Insurance welcome pack for superannuation members
The Insurance and Superannuation Working Group (ISWG) has published a discussion paper among a series of papers regarding member communication and engagement relevant to insurance in superannuation. Of note is the recommendation for the development of a standard key fact sheet and the introduction of an insurance welcome pack for superannuation members. It should be acknowledged that communication by superannuation trustees and their insurers as to the nature and extent of insurance coverage provided through superannuation has been poor to date. The discussion paper is welcomed and the recommendations of ISWG, if implemented, will certainly improve member communication.

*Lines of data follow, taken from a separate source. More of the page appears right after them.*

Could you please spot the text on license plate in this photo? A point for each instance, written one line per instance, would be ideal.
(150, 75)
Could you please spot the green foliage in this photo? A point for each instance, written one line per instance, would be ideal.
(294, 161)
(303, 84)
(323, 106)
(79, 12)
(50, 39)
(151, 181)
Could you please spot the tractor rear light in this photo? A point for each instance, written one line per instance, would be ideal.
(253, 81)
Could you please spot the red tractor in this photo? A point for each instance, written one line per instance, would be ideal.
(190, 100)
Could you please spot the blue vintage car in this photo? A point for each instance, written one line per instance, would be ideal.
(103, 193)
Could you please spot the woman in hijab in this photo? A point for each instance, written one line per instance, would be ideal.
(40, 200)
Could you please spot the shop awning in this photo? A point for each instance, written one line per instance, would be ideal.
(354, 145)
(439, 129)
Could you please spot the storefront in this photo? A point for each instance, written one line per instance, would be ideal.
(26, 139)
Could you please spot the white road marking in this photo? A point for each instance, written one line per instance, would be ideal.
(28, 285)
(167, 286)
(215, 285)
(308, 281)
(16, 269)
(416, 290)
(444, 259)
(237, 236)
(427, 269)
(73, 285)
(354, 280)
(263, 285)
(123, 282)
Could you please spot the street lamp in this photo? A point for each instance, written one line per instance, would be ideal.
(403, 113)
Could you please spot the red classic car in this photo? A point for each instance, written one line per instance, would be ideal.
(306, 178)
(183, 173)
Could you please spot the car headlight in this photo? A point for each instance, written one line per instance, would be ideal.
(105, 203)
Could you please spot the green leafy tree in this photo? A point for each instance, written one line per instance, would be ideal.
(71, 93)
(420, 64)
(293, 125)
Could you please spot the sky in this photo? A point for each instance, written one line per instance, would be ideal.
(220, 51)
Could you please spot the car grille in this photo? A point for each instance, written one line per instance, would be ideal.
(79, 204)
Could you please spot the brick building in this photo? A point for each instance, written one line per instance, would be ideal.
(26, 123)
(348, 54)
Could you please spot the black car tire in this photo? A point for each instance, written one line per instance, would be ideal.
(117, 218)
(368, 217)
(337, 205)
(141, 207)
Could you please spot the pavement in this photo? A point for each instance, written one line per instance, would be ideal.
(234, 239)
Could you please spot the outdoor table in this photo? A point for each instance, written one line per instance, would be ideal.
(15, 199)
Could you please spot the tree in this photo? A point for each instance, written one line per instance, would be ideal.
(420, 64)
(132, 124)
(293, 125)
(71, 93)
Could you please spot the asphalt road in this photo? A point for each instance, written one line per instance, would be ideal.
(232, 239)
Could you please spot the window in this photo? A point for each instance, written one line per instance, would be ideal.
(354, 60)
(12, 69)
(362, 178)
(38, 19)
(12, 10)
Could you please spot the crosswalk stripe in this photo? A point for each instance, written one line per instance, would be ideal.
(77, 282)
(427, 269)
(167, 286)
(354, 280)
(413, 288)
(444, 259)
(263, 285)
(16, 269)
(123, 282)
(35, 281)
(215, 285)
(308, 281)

It has long been recognised that Australian workers are not engaged actively with their superannuation funds. Approximately two thirds of employees remain in a default fund, generally chosen by the employer, despite workers having the ability to choose their own superannuation fund since 2005. The reality is that member engagement is likely to remain low but certainly ISWG’s proposals to improve communication with members may improve knowledge of and engagement in insurance and superannuation.
Insurance and superannuation offers a cost effective solution to the inherent under insurance problem in Australia. When a worker is seriously injured or ill that impacts every aspect of their and their family’s life. Having lump sum TPD insurance benefit and in some cases temporary income protection benefits through superannuation is a very important benefit for superannuation fund members.
ISWG has recognised the need for consistent and simpler communications including the use of standard terminology which is particularly necessary given low member engagement. The use of complicated and long product disclosure statements and similar documents is not effective and has contributed to members’ disengagement.
A key point which ISWG does not make is the actual position of superannuation trustees and the limited assistance they can provide to members in pursuing insurance claims. The superannuation trustee has fiduciary obligations to the membership as a whole which are often times in conflict with the interests of an individual member. The superannuation trustee cannot be an advocate for its members and cannot provide independent advice in relation to a member’s rights under an insurance policy.
It must be recognised that there is a place for independent legal and financial advisors in the insurance and superannuation system both at the initial stages of membership and particularly at the time a claim is being contemplated. Members are entitled to and should be encouraged to seek independent legal advice in relation to their rights when it comes to insurance.